И саратовский епископ Гермоген был разжалован и сослан в Жировицкий монастырь, в Гродно, за то, что вместе с Илиодором устно и печатно поносил старца.
Вырубова не раз думала с великой горечью: святые отцы возненавидели старца просто из зависти, что он превзошел их в слове божьем и оттеснил от монархов, сам став и духовником, и советчином их, и другом самым близким, но великий князь Николай Николаевич и великая княгиня, теперь уже Анастасия, ставшая женой Николая Николаевича, который сам же, кстати говоря, и развел ее с герцогом Лейхтенбергским, почему они-то отвернулись от Григория Ефимовича и поносят теперь его на чем свет стоит? Не Стана-Анастасия ли говорила о старце, когда он помог ей встать на ноги: «Это — исключительной святости человек»? И вот теперь она вкупе с супругом Николаем Николаевичем и сестрой Милицей шипят и распространяют о нас со старцем всякие гадости. И старую императрицу настроили на свой лад.
И если бы он был в то время в Петербурге, когда царица получила последнюю телеграмму от Вильгельма, войны не было бы, безусловно. Он верил Вильгельму…
Вырубова читала эту телеграмму, царица показывала: «Сделай невозможное, спаси два родственных тебе народа от войны. Войны не нужно. И только ты можешь в том убедить своего мужа и царя», — писал Вильгельм, и царица пыталась внушить царю, что это написано искренне и дружески и что ее «маленькой родине», как она называла Германию, война с Россией действительно не нужна. Она не знала или делала вид, что не знает, что ее любимый Вилли хитрил, и лгал, и играл роль миротворца, как провинциальный актер, но у царя достало ума негодующе воскликнуть:
— Кто это, безумец или подлец пишет?!
И царица прикусила язык. Но Вырубовой после сказала разъяренно, коверкая русскую грамматику:
— Я не сумела заставить себя любить, так заставлю трепетать перед царицей!

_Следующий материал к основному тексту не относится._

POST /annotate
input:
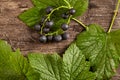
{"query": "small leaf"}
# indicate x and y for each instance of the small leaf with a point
(13, 66)
(52, 67)
(101, 49)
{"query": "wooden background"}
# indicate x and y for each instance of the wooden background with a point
(20, 36)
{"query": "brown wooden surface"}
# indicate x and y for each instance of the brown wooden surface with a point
(20, 36)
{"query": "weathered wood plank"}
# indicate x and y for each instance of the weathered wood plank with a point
(20, 36)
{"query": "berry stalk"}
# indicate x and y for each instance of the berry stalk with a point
(49, 15)
(114, 16)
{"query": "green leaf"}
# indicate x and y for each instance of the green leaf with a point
(13, 66)
(32, 16)
(46, 3)
(79, 5)
(52, 67)
(101, 49)
(74, 65)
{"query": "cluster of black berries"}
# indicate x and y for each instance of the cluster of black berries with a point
(48, 25)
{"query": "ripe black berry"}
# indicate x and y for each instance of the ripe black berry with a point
(46, 30)
(65, 27)
(43, 39)
(37, 27)
(65, 16)
(58, 38)
(49, 24)
(49, 9)
(65, 36)
(50, 38)
(43, 19)
(72, 11)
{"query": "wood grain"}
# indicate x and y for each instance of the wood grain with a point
(20, 36)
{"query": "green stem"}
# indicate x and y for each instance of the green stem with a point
(114, 16)
(69, 19)
(67, 3)
(80, 23)
(49, 15)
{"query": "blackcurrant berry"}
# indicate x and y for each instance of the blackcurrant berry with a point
(49, 9)
(37, 27)
(43, 19)
(58, 38)
(49, 24)
(50, 38)
(65, 36)
(65, 16)
(72, 11)
(65, 27)
(46, 30)
(43, 39)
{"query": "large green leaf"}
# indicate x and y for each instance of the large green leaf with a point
(46, 3)
(13, 66)
(79, 5)
(102, 49)
(52, 67)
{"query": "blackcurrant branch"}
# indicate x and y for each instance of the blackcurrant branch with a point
(69, 19)
(80, 23)
(49, 15)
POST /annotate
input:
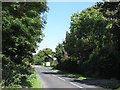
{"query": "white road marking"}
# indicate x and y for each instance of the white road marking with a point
(76, 85)
(61, 78)
(54, 75)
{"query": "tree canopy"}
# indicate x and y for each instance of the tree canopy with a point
(22, 26)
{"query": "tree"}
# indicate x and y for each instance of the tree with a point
(22, 27)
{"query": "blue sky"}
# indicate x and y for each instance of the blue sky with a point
(58, 21)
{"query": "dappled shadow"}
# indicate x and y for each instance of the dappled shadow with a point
(55, 73)
(107, 84)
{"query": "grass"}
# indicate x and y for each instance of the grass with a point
(34, 81)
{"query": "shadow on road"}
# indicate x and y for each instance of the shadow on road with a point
(107, 84)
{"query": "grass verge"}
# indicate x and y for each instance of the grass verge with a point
(105, 83)
(34, 81)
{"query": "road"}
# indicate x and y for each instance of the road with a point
(50, 79)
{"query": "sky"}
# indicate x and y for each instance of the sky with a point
(58, 22)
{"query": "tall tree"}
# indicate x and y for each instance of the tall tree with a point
(22, 30)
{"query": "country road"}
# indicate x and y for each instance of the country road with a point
(50, 79)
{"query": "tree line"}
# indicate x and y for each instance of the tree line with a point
(92, 46)
(22, 26)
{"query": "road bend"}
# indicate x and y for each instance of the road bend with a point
(50, 79)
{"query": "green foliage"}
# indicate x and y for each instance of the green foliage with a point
(43, 56)
(22, 25)
(92, 45)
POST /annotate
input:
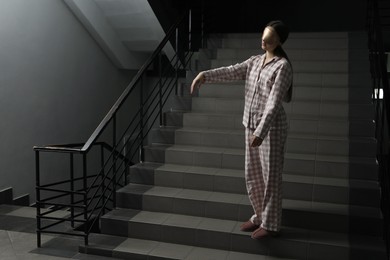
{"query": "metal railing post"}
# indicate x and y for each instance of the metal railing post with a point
(177, 61)
(38, 197)
(85, 206)
(102, 175)
(72, 189)
(114, 161)
(141, 121)
(160, 88)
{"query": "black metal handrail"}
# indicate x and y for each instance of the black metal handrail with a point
(89, 190)
(381, 99)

У Вырубовой ледяные мурашки тогда забегали по спине от этих слов, — она знала жестокость и мстительность царицы и помнила, что она говорила в пору первой революции:
— В России никогда не может быть революции, а может быть только бунт. А бунт надо усмирять нагайками, так как меченый холоп — лучший работник.
А когда не смогла помешать появлению «Манифеста», ее хватил припадок, а после она сказала:
— Я заставлю Россию проклясть этот день и смыть это пятно кровью.
Россия была утоплена в крови. Но царица прокляла тогда еще и великого князя Николая Николаевича за то, что в те критические для трона дни он не только отказался вывести свою гвардию, которой командовал, на улицы Петербурга, чтобы усмирить восставший русский народ, а еще и принудил царя издать «Манифест». Она, царица России и доктор философских наук, не понимала, что великий князь сделал это не ради народа восставшего, а единственно ради спасения престола, а значит, и ее супруга-царя, а значит, и ее самое.
Сейчас она ненавидела его еще и за то, что он ненавидел старца и готов был вздернуть его на первом фонарном столбе, появись он только перед его августейшими очами, — так говорили военные.